I am saying that in my limited tinkering that a machine running virtualized devices is viewed by its' network as one thing
, the term I think is node. I find consideration of VMs as physical devices helpful here when considering their relationship to actual physical devices.
The VM doesn't have means to do anything without the host intercepting its Output, routing it to physical and then when data returns once again provide that to the VM as Input. The host does the talking for its children, and phrased my MAC address statement incorrectly. It's been a while since I dug deep into understanding transfer layers of data in TCP/IP but you can test the very basics quite simply on your network.
Does the VM have Internet access?
Does the DHCP of your physical network recognize the VM seperate from its host OS?
What address, subnet and gateway is the VM showing?
What address range and subnet is your lmce network using?
I am sure there is some way to work a pass through with added NICs. Physical devices on a host machine are resources that can be shared between specified VMs or allocated exclusively to one. This setup is beyond my experience however so I can not provide the setting details.
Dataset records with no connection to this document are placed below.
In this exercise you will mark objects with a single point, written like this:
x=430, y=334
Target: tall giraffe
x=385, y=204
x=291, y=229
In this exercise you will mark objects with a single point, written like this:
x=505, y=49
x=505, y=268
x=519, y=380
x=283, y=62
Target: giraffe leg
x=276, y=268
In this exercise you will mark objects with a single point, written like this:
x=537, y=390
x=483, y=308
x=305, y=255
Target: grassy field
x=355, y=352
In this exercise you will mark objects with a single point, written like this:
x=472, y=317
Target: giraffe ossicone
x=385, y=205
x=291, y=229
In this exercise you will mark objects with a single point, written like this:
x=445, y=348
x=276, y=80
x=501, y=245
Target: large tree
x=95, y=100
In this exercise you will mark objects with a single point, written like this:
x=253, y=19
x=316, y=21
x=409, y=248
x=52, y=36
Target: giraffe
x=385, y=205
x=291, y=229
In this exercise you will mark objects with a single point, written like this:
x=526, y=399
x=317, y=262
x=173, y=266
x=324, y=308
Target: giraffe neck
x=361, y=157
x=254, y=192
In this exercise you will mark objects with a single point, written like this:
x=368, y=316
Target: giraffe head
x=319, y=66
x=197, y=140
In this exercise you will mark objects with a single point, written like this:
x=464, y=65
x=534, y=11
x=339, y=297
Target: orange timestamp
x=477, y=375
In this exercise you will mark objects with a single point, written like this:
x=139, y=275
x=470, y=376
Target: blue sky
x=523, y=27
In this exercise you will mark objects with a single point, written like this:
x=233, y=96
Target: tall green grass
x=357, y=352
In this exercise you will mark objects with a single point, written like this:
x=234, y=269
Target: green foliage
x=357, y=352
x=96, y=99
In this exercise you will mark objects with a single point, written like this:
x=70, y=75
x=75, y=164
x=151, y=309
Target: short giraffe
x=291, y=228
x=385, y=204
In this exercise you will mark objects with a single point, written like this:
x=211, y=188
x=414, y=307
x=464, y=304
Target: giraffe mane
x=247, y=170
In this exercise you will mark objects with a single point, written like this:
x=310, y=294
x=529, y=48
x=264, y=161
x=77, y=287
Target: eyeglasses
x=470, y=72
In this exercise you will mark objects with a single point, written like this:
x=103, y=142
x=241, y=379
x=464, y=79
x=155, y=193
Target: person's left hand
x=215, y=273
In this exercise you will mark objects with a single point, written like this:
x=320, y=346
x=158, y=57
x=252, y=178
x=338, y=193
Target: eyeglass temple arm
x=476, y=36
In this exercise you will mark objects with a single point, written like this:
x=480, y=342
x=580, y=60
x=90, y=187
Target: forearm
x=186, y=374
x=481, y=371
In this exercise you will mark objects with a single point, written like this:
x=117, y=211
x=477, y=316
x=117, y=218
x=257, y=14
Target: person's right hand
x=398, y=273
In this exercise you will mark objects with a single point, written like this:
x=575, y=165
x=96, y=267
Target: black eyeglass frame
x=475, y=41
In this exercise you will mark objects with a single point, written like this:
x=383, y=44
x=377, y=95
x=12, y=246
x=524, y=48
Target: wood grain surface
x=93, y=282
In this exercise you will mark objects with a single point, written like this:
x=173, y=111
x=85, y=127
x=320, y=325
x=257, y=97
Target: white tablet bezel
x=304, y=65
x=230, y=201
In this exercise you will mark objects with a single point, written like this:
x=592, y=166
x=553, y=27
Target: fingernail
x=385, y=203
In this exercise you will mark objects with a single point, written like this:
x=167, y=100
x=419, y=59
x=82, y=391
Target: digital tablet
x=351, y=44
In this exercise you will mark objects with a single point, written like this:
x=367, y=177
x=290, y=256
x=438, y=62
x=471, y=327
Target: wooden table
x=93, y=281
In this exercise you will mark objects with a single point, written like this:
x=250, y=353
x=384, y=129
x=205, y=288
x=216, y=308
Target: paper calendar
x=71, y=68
The force it and see if it works method I would attempt would be pick a number and try it. Under add new device in lmce I would test by calling it a file server. Set new device number to _._.80.253. Go to your VM and set it to _._.80.253 on subnet 255.255.255.0, gateway1 <host os ip> gateway 2 = _._.80.1. Reload router and see if it's listed as a dhcp lease.
Talking to and taking ownership of are very different keep in mind and these are early connection tests only. To have this setup working properly you ultimately need to adjust settings so that when the VM boots and yells "can I get an IP please?", the core is the one who hears that and says "sure! But let me look at you first and see if you are any good to me."